Note also the process is *slightly different* this time since we have an acceleration kernel. Before launching the binary in the CPUs, we need to load the kernel in the FPGA. For that, we'll be using some of the extensions KRS provides to the ROS 2 CLI tooling, particularly the `ros2 acceleration` suite:

!!! warning
    While you can re-arrange permissions and execute the following with the `petalinux` user, the simplest way forward is to execute as root.

```bash
$ sudo su
$ source /usr/bin/ros_setup.bash  # source the ROS 2 installation

$ . /ros2_ws/local_setup.bash     # source the ROS 2 overlay workspace we just 
                                  # created. Note it has been copied to the SD 
                                  # card image while being created.

# restart the daemon that manages the acceleration kernels
$ ros2 acceleration stop; ros2 acceleration start

# list the accelerators
$ ros2 acceleration list
                                       Accelerator           Type    Active
                                          kv260-dp       XRT_FLAT         1
                                              base       XRT_FLAT         0
                    offloaded_doublevadd_publisher       XRT_FLAT         0

# select the offloaded_doublevadd_publisher
$ ros2 acceleration select offloaded_doublevadd_publisher

# launch binary 
$ cd /ros2_ws/lib/offloaded_doublevadd_publisher
$ ros2 topic hz /vector_acceleration --window 10 &
$ ros2 run offloaded_doublevadd_publisher offloaded_doublevadd_publisher

[INFO] [1629663768.633315230] [accelerated_doublevadd_publisher]: Publishing: 'vadd finished, iteration: 6'
[INFO] [1629663769.150109773] [accelerated_doublevadd_publisher]: Publishing: 'vadd finished, iteration: 7'
average rate: 1.935
	min: 0.517s max: 0.517s std dev: 0.00010s window: 7
[INFO] [1629663769.666922955] [accelerated_doublevadd_publisher]: Publishing: 'vadd finished, iteration: 8'
[INFO] [1629663770.183640105] [accelerated_doublevadd_publisher]: Publishing: 'vadd finished, iteration: 9'
average rate: 1.935
	min: 0.517s max: 0.517s std dev: 0.00010s window: 9
[INFO] [1629663770.700318913] [accelerated_doublevadd_publisher]: Publishing: 'vadd finished, iteration: 10'
[INFO] [1629663771.217068001] [accelerated_doublevadd_publisher]: Publishing: 'vadd finished, iteration: 11'
average rate: 1.935
	min: 0.517s max: 0.517s std dev: 0.00010s window: 10
[INFO] [1629663771.733872538] [accelerated_doublevadd_publisher]: Publishing: 'vadd finished, iteration: 12'
[INFO] [1629663772.250599612] [accelerated_doublevadd_publisher]: Publishing: 'vadd finished, iteration: 13'
...
```

The publishing rate is `1.935 Hz`, which is lower than the `2.2 Hz` obtained in [0. ROS 2 publisher](0_ros2_publisher/).
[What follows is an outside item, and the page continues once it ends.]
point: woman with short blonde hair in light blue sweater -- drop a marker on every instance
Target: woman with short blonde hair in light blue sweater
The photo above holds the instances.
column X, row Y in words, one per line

As introduced before and also in example [2. HLS in ROS 2](2_hls_ros2/), the rationale behind this is a combination of two aspects:
- First, the CPU clock is generally faster than the FPGA one, which means that pure offloading of operations (unless dataflow is optimized) are deterministic, but most of the time subject to be coherent with the slower clock.
- Second, the computation needs to be adapted to the dataflow and parallelism exploited (if available).